Resource tables provide additional information about the dimensions of the data in a format that is well suited for external tools to combine with the data value table. By joining the data value table with these resource tables one can easily aggregate along the data element category dimension or data element/indicator/organisation unit groups dimensions. E.g. by tagging all the data values with the category option male or female and provide this in a separate column ‘gender’ one can get subtotals of male and female based on data values that are collected for category option combinations like (male, <5) and (male,>5). See the Pivot Tables section for more examples of how these can be used. orgunitstructure is another important table in the database that helps to provide the hierarchy of orgunits together with the data. By joining the orgunitstructure table with the data values table you can get rows of data values with the full hierarchy, e.g. on the form: OU1, OU2, OU3, OU4, DataElement, Period, Value (Sierra Leone, Bo, Badija, Ngelehun CHC, BCG <1, Jan-10, 32) This format makes it much easier for e.g. pivot tables or other OLAP tools to aggregate data up the hierarchy.

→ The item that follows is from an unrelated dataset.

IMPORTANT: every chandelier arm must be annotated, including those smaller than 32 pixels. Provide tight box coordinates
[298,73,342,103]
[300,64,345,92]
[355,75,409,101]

Report tables are defined, cross-tabulated reports which can be used as the basis of further reports, such as Excel Pivot Tables or simply downloaded as an Excel sheet. Report tables are intended to provide a specific view of data which is required, such as “Monthly National ANC Indicators”. This report table might provide all ANC indicators for a country, aggregated by month for the entire country. This data could of course be retrieved from the main datamart, but report tables generally perform faster and present well defined views of data to users.